At the same time "People and economics are inherently unpredictable, and markets have never been as difficult to read as they are today"! So said Bill Gross (founder and CIO of PIMCO, and winner of Morningstar's accolade for fixed income fund manager of the decade 2000 – 2009) when interviewed in the Financial Times recently.
Adding to the uncertainty, The Economist this week in an article titled "Far from the meddling crowd" mused "It is doubtless a source of great mystery to the public why economists are unable to agree on the answer to a simple question: will austerity plans such as those announced in Britain this month, be good or bad for the economy?" After examining closely both sides of the argument including various research from Harvard University and elsewhere, The Economist article concludes "Temporary spending to pick up economic slack may be useful but the long term benefits of austerity seem clear"!
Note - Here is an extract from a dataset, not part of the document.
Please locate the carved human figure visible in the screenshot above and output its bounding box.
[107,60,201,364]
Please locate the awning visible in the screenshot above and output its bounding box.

In a separate article, The Economist magazine appeared befuddled by recent market behaviour but suggested that "Quantitative easing is a kind of magic bullet helping all asset prices to rise" to explain why gold, equities and government bonds have all been performing well at the same time. In effect whether as an investor your economic expectations relate primarily to the risk of future inflation, the threat of prolonged deflation, or for the optimists amongst us, a healthy and sustained recovery, the prospect of QE seems to be just what the doctor ordered!
Meanwhile just two years after change had supposedly come to America, another change of course looks set to happen as the Republicans reclaimed the House of Representatives although the Democrats narrowly held onto the Senate. The exit polls showed that 80% of voters had concerns over the economy at the top of their agenda of US ills!
Back home the Governor of the Bank of England has been hitting the headlines with possible solutions for ensuring the world does not suffer another financial meltdown as in 2008, including breaking up the big banks into smaller ones and abolishing fractional reserve banking. Some might suggest Governor King has a word in Federal Reserve Chairman Ben Bernanke's ear with respect to trying to reduce the US federal debt now running at an estimated $13.6 trillion!
During October most asset classes continued to do well with the FTSE 100 index rising more than 2%, while the S&P 500 in the US did even better climbing almost 4%, and in Europe the FTSE Euro Top 100 was up 2.5%. Similarly emerging equity markets had a good month as the MSCI EM index climbing almost 3% with the pick of the bunch the Chinese Shanghai Composite index which climbed more than 12% in October! Bond returns were also healthy once more with the JP Morgan Global Bond index up 1.33% and the JP Morgan Emerging Market Bond index rising a similar percentage.
As we get closer to the festive season which is traditionally a positive time for global equities, we see no reason to change our asset allocation direction at this stage!